Upper Silesia
- Proportion: 2:3
- Design: A horizontal divided into golden and blue
- Proportion: 2:3
- Design: A horizontal divided into golden and blue, with the coat of arms in centre, depicting a golden eagle in blue escutcheon (shield)

= Flag of Upper Silesia =

The flag of Upper Silesia (Fana Gůrnygo Ślůnska /sl/) serves as the symbol of the historical and geographical region of the Upper Silesia in Poland, and as one of the symbols of the Silesian people; it is divided horizontally into two stripes: gold on the top and blue on the bottom. It originated as the flag of the Prussian Province of Upper Silesia adopted in 1920, with its colours based on the coat of arms of Upper Silesia. The flag is also a popular symbol used by the Silesian Autonomy Movement and the Silesian Separatist Movement.

== Design ==
The flag is a rectangle divided horizontally into two stripes: gold on the top and blue on the bottom. The aspect ratio of its height to its width is 2:3. The version depicting the coat of arms of Upper Silesia in centre is also used. Such coat of arms depicts a gold eagle in blue escutcheon (shield).

== History ==

The flag of the Duchy of Upper and Lower Silesia, used until 1918.

The Duchy of Upper and Lower Silesia, an autonomous region of Kingdom of Bohemia, within Austria-Hungary used a flag horizontally divided into two stripes, which were black on top, and yellow on the bottom. The colours came from the coat of arms of Lower Silesia, which features a black eagle on a yellow background. It is unknown when the flag begun being used. The duchy itself existed from 1742 to 1918.

The flag of the Province of Upper Silesia, used from 1920 to 1935.

The Province of Upper Silesia adopted its flag in 1920. It was a rectangle divided horizontally into two stripes: yellow on top, and dark blue on the bottom. The aspect ratio of its height to its width was 2:3. Its colours had been based on the coat of arms of Upper Silesia.

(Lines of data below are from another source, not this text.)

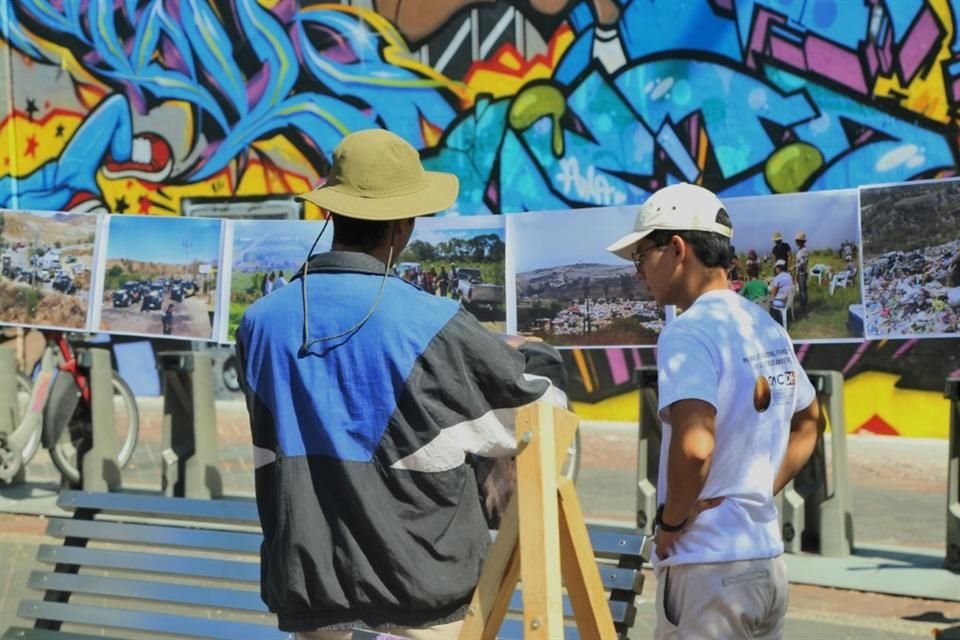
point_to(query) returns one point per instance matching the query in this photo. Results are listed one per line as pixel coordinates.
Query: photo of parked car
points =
(45, 268)
(165, 287)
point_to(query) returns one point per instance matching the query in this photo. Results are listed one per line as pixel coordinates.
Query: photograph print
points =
(911, 259)
(265, 255)
(160, 276)
(569, 290)
(48, 262)
(798, 256)
(461, 258)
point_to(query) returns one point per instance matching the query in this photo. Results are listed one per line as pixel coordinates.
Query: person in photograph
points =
(733, 273)
(718, 545)
(443, 281)
(801, 268)
(265, 285)
(850, 267)
(781, 250)
(755, 289)
(780, 286)
(166, 320)
(365, 396)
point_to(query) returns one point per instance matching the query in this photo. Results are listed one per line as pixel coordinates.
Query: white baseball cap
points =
(679, 207)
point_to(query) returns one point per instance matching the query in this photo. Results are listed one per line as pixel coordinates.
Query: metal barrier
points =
(815, 508)
(189, 438)
(648, 449)
(9, 404)
(952, 562)
(99, 470)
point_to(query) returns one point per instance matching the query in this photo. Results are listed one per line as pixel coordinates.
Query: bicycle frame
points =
(31, 423)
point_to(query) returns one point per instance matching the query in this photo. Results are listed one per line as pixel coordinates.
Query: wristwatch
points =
(663, 526)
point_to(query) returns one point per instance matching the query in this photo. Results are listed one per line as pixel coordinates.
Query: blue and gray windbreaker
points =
(370, 515)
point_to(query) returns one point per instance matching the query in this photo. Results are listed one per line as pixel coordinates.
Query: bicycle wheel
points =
(24, 386)
(74, 436)
(571, 465)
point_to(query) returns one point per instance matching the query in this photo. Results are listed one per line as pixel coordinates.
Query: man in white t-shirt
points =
(781, 285)
(740, 419)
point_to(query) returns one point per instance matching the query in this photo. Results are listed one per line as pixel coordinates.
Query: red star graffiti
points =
(31, 149)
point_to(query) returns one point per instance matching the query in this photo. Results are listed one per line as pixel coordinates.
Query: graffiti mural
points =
(154, 106)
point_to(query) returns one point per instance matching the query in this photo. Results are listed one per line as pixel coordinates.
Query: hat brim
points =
(440, 193)
(623, 248)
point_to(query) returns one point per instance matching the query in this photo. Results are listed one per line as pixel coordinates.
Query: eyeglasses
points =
(640, 255)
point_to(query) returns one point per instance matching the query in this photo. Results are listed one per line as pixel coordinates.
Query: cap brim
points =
(623, 248)
(440, 193)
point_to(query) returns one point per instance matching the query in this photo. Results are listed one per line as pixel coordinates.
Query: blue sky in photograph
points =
(827, 217)
(553, 239)
(165, 240)
(436, 230)
(284, 238)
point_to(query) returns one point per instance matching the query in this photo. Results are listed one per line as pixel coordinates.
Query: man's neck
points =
(704, 281)
(381, 253)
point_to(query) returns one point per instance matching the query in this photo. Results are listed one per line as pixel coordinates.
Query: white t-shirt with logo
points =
(783, 282)
(729, 352)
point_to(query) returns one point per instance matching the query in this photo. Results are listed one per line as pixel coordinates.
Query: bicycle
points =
(58, 414)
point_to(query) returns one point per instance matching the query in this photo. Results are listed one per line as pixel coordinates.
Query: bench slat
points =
(201, 596)
(22, 633)
(618, 610)
(196, 567)
(513, 630)
(156, 535)
(231, 511)
(181, 626)
(612, 543)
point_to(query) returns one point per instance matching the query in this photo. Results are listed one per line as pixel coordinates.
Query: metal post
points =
(9, 402)
(99, 470)
(189, 438)
(836, 511)
(648, 448)
(952, 562)
(816, 506)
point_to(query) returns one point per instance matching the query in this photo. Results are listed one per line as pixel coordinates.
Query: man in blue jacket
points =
(366, 396)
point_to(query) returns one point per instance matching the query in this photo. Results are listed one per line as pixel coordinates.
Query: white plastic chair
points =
(820, 271)
(842, 280)
(787, 309)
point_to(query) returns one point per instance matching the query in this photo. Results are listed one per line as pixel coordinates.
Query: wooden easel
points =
(542, 536)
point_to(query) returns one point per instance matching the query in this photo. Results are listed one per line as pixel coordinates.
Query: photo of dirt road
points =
(47, 261)
(160, 276)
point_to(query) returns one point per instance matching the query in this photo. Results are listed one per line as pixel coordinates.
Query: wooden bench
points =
(136, 564)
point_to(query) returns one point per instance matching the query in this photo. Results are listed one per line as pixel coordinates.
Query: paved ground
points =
(899, 493)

It was used until 1935, when Nazi Germany forbade its provinces from flying its flags, ordering them to replace them with the national flag.

The flag proposed by the Union of Upper Silesians in 1920.

On 23 April 1920, the Union of Upper Silesians, an independence movement for Upper Silesia, proposed a design for a flag of the potential state. The flag would be divided horizontally into three stripes, that were, from top to bottom: black, white, and yellow. The movement operated until 1924.

Currently, the yellow and blue flag is used as one of the symbols of the Silesian people, especially those inhabiting the area of Upper Silesia. The flag is also popular symbol used by the Silesian Autonomy Movement, a movement established in 2001, supporting the autonomy of Silesia within Poland.

Since 2011, on 15 July, Silesian Flag Day is celebrated in the Silesian Voivodeship.

== Derived flags ==
=== Opole Voivodeship ===

On 21 December 2004, the Opole Voivodeship adopted its flag, that was based on the flag of Upper Silesia. The civil flag of the voivodeship is a rectangle, with an aspect ratio of its height to its width eqal 5:8. It is divided into two horizontal stripes, with yellow on the top, and blue at the bottom. The top stripe is twice the size of the bottom one. The state flag of the voivodeship uses the design of the civil flag, with the coat of arms of the voivodeship placed in the right corner, within the yellow stripe. The coat of arms depicts a yellow (golden) eagle on the blue background within the Old French style escutcheon. Both flags were designed by Michał Marciniak-Kożuchowski.

The civil flag of the Opole Voivodeship.
The state flag of the Opole Voivodeship.

=== Silesian Voivodeship ===

On 11 June 2001, the Silesian Voivodeship adopted its civil and state flags, based on yellow and blue colours of the coat of arms of Upper Silesia. The civil flag is a triband rectangle, with an aspect ratio of its height to its width equal 5:8. It is divided into three stripes, that are from top to bottom: blue, yellow, and blue. The blue stripes are twice the size of the yellow middle stripe. Their proportion of the flag is 2/5 each, while the yellow stripe is 1/5. The state flag of the voivodeship is a blue rectangle, with an aspect ratio of its height to its width equal 5:8. In its centre is placed a yellow eagle, adopted from the coat of arms of the voivodeship. Both flags were designed by Barbara Widłak.

The civil flag of the Silesian Voivodeship.
The state flag of the Silesian Voivodeship.